Budget staff told the court the county's certified net taxable value increased to about $297,000,000,000, a roughly 4.7% rise (about $13.4 billion) from the prior year. The budget proposal shows construction taxable value at about $4.9 billion, a roughly 7% increase over the prior year. The average single-family taxable value used in the presentation was $276,948. County staff said mineral values trended down and that certain mineral tax values declined about 18.1% year over year.

Key spending and revenue points presented to the court included a reduction in available cash for capital from roughly $53 million the prior year to about $22.8 million in the proposed budget, a one‑time $3.5 million principal buydown on debt service and projected declines in investment income tied to falling cash balances and the winding down of ARPA balances (from about $121 million to an estimated $34 million at the start of FY26). The budget would fund a 3% merit increase for employees, a structure increase for law enforcement positions (7% for peace officers, 4% for confinement), and step increases tied to appraisals; county staff said law enforcement structure changes take effect Oct. 1.

Staff listed 58 new positions in the recommendation: 23 in the general fund and 35 in Road and Bridge. The presentation said 20 of the positions in the general fund are offset by eliminations or new revenue and that the general-fund cost of the net new general-fund positions was roughly $2.5 million with offsets of about $2.7 million. The budget office also said changes in reserves and debt-service targets drove an increase in the debt-service reserve, which the staff described as a move from about 1.366 to about 1.844 (presented as a reserve policy number in the slides).

On reserves, staff said the county hopes to reach a 16.75% target (roughly 60 days of operating reserves) but currently estimates available reserves at about $83 million, or roughly 55 days, described in the presentation as 5.15% (the slide language combined several reserve accounting conventions). The auditor's office told the court it tracks statutory limits, judgments, and collection-rate changes when estimating taxes net of tax-increment financing agreements.

County staff addressed several technical matters during the workshop: multiple iterations of the certified tax roll from the Tarrant Appraisal District (TAD) delayed final calculations; tax-increment financing (TIF) calculations use incremental change from a base year; and a potential constitutional amendment increasing the homestead exemption would take effect Jan. 1, 2026 and would not affect FY26 revenues if approved.

Budget Director Helen (presenting) summarized the presentation and the administration's recommendation and said the budget being presented supports a tax rate of 0.1862. Auditor staff explained revenue assumptions including fees of office, fines, intergovernmental revenue and investment income projections. The court then moved the budget forward to the required public hearing and adoption process in September; staff noted the requirement to publish elected-official salaries and to complete additional hearings before final adoption.

"So with that, I'm going to turn it over to the auditor," the budget presenter said during the presentation. In discussion of the average tax bill, the budget office said, "we're projecting, based on this budget, a decrease again of about I think it's $2.92 off of the average annual tax bill," language used by the presenter during the workshop.

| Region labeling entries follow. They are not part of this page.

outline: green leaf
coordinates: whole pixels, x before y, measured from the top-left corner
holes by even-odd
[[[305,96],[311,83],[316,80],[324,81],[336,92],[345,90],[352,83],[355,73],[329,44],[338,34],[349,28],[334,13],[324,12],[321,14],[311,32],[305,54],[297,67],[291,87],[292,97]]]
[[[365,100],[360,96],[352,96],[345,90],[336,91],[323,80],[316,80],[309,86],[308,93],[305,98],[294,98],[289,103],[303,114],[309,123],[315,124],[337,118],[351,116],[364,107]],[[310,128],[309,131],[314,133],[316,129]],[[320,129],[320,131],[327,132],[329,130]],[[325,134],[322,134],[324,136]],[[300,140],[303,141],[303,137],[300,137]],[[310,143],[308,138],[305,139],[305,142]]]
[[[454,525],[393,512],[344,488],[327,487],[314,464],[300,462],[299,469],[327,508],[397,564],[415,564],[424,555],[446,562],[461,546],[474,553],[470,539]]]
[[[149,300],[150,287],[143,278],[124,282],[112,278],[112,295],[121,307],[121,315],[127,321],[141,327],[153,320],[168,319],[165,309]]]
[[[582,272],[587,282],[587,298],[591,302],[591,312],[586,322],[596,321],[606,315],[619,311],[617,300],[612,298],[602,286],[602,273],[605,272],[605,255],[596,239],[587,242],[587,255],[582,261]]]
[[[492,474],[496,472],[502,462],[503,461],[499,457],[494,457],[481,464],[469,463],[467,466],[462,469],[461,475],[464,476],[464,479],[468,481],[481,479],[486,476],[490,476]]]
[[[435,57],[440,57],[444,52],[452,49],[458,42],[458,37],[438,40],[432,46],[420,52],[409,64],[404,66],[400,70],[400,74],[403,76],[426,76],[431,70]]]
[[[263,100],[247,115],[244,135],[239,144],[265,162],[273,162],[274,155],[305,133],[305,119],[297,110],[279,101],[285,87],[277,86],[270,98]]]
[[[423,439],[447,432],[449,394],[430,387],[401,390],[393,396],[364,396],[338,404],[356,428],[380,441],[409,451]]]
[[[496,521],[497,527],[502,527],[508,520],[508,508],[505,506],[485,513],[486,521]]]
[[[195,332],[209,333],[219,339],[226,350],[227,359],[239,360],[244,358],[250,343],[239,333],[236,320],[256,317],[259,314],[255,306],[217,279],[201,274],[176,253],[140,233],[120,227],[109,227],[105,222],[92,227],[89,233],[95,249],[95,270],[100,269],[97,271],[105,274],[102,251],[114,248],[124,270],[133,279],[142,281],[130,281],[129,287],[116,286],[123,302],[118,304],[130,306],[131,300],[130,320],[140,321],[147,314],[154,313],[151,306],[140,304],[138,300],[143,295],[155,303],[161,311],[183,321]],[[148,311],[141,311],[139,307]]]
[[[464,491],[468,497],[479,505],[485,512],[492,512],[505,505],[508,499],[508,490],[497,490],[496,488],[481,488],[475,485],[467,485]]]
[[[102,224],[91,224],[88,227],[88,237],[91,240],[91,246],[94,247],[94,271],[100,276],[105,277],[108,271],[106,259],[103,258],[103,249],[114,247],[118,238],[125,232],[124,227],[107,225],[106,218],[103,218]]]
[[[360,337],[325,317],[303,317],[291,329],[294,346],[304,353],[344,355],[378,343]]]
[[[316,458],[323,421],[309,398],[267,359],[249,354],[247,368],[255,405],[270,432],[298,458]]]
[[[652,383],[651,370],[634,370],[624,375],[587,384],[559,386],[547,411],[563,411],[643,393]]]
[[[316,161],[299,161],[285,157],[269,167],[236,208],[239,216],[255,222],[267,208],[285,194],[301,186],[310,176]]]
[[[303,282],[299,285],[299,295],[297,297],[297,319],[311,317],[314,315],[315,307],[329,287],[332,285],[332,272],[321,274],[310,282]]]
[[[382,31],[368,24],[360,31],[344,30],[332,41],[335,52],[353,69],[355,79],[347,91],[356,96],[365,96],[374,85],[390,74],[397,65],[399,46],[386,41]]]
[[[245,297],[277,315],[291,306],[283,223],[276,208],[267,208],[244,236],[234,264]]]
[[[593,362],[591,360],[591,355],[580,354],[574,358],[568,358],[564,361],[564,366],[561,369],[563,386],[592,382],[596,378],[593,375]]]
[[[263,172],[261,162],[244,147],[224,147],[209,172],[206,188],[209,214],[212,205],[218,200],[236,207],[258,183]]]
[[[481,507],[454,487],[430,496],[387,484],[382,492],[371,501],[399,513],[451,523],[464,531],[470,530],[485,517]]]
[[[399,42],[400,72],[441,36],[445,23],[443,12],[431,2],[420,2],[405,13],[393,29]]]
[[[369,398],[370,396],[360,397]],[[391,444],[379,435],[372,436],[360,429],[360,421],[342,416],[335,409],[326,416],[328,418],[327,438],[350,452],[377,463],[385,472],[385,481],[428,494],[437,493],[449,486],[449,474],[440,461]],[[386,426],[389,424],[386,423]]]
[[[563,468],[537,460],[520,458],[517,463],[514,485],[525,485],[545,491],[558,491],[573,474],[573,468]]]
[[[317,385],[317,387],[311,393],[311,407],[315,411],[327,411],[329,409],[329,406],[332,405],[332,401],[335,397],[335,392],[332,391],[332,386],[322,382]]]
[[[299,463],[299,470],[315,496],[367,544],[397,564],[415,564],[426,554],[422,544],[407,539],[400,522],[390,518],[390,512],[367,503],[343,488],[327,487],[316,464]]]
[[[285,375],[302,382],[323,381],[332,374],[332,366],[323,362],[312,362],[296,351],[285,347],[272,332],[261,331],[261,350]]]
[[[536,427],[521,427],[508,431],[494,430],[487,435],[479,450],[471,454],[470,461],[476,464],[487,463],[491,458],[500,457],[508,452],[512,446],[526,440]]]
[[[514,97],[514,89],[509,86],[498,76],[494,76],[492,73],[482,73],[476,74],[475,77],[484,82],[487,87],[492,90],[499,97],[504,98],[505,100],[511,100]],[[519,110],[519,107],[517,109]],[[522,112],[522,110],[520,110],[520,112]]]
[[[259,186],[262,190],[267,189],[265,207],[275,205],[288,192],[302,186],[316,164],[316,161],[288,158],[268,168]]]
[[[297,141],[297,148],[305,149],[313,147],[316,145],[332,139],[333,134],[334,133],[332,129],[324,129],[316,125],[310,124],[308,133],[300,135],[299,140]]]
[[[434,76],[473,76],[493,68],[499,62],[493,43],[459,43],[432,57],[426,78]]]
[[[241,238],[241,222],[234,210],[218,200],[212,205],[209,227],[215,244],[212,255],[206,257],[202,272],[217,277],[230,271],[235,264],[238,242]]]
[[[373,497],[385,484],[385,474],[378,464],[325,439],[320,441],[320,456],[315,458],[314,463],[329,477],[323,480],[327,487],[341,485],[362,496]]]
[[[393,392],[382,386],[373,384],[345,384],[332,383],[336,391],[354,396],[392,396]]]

The court vote sends the proposal to the public hearing process and preserves the statutory steps the county must take before adopting a final tax rate and budget. Commissioners praised staff for completing the draft under compressed timelines, while one commissioner objected to certain staffing and office‑allocation decisions and voted against moving the draft forward.

Next steps: the court must publish required notices, hold a public hearing and adopt a final budget and tax rate at meetings scheduled in September. Commissioners and staff emphasized that several numbers (final tax-rate calculations and the certified roll) could change as the appraisal district finalizes data.